1

I have a .txt document with this type of text:

[(“Vazhdo”,”verb”),(“të”,”particle”),(“ecësh”,”verb”),(“!”,”excl.”)]

(which represents a sentence and the Parts of Speech tags for each word)

I want to have a list of list in python, like this:

[[(“Vazhdo”,”verb”),(“të”,”particle”),(“ecësh”,”verb”),(“!”,”excl.”)]]

But I obtain this:

['[(“Vazhdo”,”verb”),(“të”,”particle”),(“ecësh”,”verb”),(“!”,”excl.”)]\n']

The code I'm using is:

import io
f=io.open("test.txt", mode="r", encoding="utf-8-sig")
f_list = list(f)

How can I avoid the ['[ .... ]\n'] ?

Thank you!

Kena
  • 43
  • 6
  • The best solution here might to be to modify whatever *produces* that file to write, for example, proper JSON instead. Obviously, that is not always possible. – Ture Pålsson Feb 09 '22 at 06:04

3 Answers3

3

it looks like you can just do

import json
data = json.load(open('test.txt'))

this answer was wrong sorry... [("word","QQ")] is NOT valid json as json does not support tuples

instead you should be able to do

import ast
data = ast.literal_eval(io.open("test.txt", mode="r", encoding="utf-8-sig").read())

here is my version

import io,ast,requests

#text file available at
text_url = "https://gist.githubusercontent.com/joranbeasley/a50d940d9ac47e8458f027d3cc88e236/raw/3a65169d30e653e085284de16b1ee715f3596c95/example.txt"
with open("example.txt","wb") as f:
    # download and save textfile
    f.write(requests.get(text_url).content)

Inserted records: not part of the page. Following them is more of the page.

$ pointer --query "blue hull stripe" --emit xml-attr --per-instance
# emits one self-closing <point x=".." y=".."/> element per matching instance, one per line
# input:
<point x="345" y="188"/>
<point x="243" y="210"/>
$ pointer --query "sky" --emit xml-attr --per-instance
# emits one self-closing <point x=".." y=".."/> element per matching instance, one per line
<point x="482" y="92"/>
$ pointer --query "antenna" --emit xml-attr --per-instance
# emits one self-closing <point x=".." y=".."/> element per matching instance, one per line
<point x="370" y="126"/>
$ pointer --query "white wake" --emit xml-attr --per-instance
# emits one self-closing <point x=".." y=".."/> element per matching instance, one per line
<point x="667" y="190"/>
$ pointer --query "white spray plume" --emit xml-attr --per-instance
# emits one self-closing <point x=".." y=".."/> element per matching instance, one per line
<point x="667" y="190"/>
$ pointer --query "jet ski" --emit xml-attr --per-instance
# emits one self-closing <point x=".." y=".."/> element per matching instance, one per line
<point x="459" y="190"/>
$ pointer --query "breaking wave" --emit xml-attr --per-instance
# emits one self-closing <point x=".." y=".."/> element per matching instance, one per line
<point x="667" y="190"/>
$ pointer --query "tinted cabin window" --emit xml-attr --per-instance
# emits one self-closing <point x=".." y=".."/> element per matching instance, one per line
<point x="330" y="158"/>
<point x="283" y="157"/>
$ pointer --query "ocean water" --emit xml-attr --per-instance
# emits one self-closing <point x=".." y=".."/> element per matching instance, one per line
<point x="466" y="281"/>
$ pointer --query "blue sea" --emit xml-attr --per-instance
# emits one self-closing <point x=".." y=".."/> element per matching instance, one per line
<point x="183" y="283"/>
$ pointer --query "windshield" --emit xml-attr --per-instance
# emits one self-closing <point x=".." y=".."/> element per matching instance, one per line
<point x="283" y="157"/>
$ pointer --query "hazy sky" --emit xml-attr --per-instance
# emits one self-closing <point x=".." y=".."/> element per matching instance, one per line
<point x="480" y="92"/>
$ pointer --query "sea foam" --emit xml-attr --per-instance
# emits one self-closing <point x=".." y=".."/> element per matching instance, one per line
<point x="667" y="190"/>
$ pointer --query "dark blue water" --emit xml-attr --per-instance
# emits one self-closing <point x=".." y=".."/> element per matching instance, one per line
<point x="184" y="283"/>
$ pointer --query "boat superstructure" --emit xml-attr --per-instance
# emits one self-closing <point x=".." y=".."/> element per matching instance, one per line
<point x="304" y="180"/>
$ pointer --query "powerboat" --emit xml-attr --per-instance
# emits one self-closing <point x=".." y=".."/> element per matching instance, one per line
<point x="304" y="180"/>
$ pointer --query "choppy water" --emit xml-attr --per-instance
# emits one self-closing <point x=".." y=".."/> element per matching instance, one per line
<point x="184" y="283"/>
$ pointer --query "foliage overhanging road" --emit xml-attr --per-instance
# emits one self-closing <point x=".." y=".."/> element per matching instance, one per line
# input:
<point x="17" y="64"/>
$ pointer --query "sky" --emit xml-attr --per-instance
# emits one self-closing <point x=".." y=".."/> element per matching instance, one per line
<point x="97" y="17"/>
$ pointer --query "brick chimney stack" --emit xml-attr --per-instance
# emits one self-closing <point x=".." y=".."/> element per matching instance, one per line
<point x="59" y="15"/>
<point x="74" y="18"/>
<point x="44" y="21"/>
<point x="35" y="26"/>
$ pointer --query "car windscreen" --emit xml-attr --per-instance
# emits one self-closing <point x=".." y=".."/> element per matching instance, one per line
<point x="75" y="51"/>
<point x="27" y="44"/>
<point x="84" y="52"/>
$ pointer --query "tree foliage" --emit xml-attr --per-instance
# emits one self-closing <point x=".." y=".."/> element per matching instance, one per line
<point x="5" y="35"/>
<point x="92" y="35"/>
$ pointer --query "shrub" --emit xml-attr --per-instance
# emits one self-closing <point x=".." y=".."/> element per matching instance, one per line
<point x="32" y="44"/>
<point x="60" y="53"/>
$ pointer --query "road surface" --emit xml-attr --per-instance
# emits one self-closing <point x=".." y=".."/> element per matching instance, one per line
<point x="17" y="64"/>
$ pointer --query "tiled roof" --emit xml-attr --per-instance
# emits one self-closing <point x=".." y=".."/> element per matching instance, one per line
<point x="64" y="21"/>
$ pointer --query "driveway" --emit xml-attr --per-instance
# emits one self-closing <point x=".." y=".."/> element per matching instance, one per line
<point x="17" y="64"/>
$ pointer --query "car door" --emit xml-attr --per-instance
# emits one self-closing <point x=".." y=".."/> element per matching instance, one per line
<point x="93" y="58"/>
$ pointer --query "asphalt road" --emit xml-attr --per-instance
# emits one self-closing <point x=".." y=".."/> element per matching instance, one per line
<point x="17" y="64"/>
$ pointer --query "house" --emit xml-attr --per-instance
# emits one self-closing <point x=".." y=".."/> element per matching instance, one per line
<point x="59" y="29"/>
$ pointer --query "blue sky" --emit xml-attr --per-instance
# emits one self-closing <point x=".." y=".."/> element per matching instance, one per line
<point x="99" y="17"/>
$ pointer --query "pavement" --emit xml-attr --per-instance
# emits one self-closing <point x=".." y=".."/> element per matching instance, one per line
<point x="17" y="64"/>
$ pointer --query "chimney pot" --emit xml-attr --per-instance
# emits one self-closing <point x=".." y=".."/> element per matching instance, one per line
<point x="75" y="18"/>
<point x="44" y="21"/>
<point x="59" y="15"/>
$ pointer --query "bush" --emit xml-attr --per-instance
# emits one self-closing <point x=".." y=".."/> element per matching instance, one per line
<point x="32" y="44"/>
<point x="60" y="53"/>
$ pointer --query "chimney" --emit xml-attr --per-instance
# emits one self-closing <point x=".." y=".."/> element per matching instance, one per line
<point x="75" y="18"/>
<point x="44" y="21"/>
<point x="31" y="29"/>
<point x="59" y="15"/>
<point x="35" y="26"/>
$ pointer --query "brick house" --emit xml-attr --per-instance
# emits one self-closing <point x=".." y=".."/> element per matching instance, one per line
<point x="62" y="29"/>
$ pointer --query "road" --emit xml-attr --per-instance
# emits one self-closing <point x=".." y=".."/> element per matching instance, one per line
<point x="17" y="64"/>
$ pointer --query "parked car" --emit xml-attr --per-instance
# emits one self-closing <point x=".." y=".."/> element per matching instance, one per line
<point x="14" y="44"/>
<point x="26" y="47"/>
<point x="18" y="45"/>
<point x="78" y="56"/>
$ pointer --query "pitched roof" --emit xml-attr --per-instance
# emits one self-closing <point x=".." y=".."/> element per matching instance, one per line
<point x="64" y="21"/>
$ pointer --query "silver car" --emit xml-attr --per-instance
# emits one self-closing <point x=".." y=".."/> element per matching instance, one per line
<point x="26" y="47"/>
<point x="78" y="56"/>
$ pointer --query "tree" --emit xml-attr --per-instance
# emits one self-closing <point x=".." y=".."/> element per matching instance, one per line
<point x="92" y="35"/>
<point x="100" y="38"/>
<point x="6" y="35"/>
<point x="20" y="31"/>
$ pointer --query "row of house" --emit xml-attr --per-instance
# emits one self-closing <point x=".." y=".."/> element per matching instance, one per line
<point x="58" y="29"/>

data = ast.literal_eval(io.open('example.txt',encoding='utf8').read())
print(data)
print(data[0])
print(data[0][0])

results in

[('Vazhdo', 'verb'), ('të', 'particle'), ('ecësh', 'verb'), ('!', 'excl.')]
('Vazhdo', 'verb')
Vazhdo
Joran Beasley
  • 110,522
  • 12
  • 160
  • 179
  • I tried it, but I receive this error because of the encoding: UnicodeDecodeError: 'charmap' codec can't decode byte 0x9d in position 16: character maps to – Kena Feb 09 '22 at 05:38
  • 1
    you i guess need `io.open("test.txt", mode="r", encoding="utf-8-sig")` instead of just open :/ – Joran Beasley Feb 09 '22 at 05:40
  • 1
    It gives this error after adding it: JSONDecodeError: Expecting value: line 1 column 2 (char 1) – Kena Feb 09 '22 at 05:42
  • @BrikenaLiko yeah ... oops it was my bad (see answer edit) – Joran Beasley Feb 09 '22 at 05:55
  • What does it gives to your computer, if you replicate the txt file with the text above? Because , if it works for you, I don't know what I'm doing wrong, I just copy-pasted and I read the error: SyntaxError: invalid syntax – Kena Feb 09 '22 at 06:05
  • can you post your actual text file ... i did copy and paste and it worked fine... but it is probably encoding issues that dont manifest with copy and paste ... . if it actually has those funny quotes that might be problematic (alot of times those are introduced in copy paste errors) ... do you have any ability to change how the file is generated just slightly ... this seems like someone was trying to write json....but they did it wrong – Joran Beasley Feb 09 '22 at 06:07
  • Let us [continue this discussion in chat](https://chat.stackoverflow.com/rooms/241849/discussion-between-brikena-liko-and-joran-beasley). – Kena Feb 09 '22 at 06:17
1

io.open() reads the file as a list of strings so you'll need to evaluate each line of the .txt file to get a list of lists instead of your list of strings.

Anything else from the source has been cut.